A novel in vitro reporter system for blood stem cell activity

Blood stem cells (or Haematopoietic Stem Cells, HSCs) are the fundamental component of regenerative medicine applications involving the blood and immune system. HSC transplantation has a long history in the fields of cancer medicine and gene therapy and is increasingly being explored in a wide array of diseases including viral infections (HIV) and autoimmunity (multiple sclerosis). However, despite significant efforts and investment, researchers have largely failed to maintain fully functional HSCs for substantial periods of time. Recent advances in mouse HSC expansion have put researchers on the cusp of breaking through this decades-old barrier (Wilkinson et al., Nature 2019). The 28-day protocol possesses incredible expansion capacity (~200-fold) of functional HSCs, but the HSCs still represent the vast minority of cells and substantial variability exists between single cell expansion cultures. Further optimisation will enhance HSC expansion capacity, permit molecular and cellular analyses of purified expanded HSCs, and lead to critical improvements in human HSC expansion. This is an area of rapid development with the system already being utilised worldwide. Current gold standard functional assays to precisely identify 'true' HSCs demand in vivo HSC transplantation meaning they are extremely mouse intensive with single manuscripts regularly involving hundreds of recipient animals to demonstrate functional activity. This creates an urgent need for more robust in vitro assays to detect functional HSCs.

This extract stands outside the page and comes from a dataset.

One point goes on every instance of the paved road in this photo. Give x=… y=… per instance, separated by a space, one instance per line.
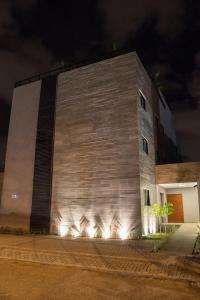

This PhD project aims to validate such an in vitro system and will strive to make it universally applicable across mouse strains and, ideally, translate its utility to the human blood stem cell system. Broadly speaking, this project will proceed in two phases. The first is to validate the in vitro reporter system and perform molecular profiling on HSC-containing cultures to both improve our understanding of expanded HSCs and to identify candidate molecules to replace the reporter gene (Fgd5). The second stage is to functionally validate these candidate markers for their ability to replace, or imporve upon, Fgd5 expression, thereby setting the stage for translation of the strategy to human blood stem cell expansion systems.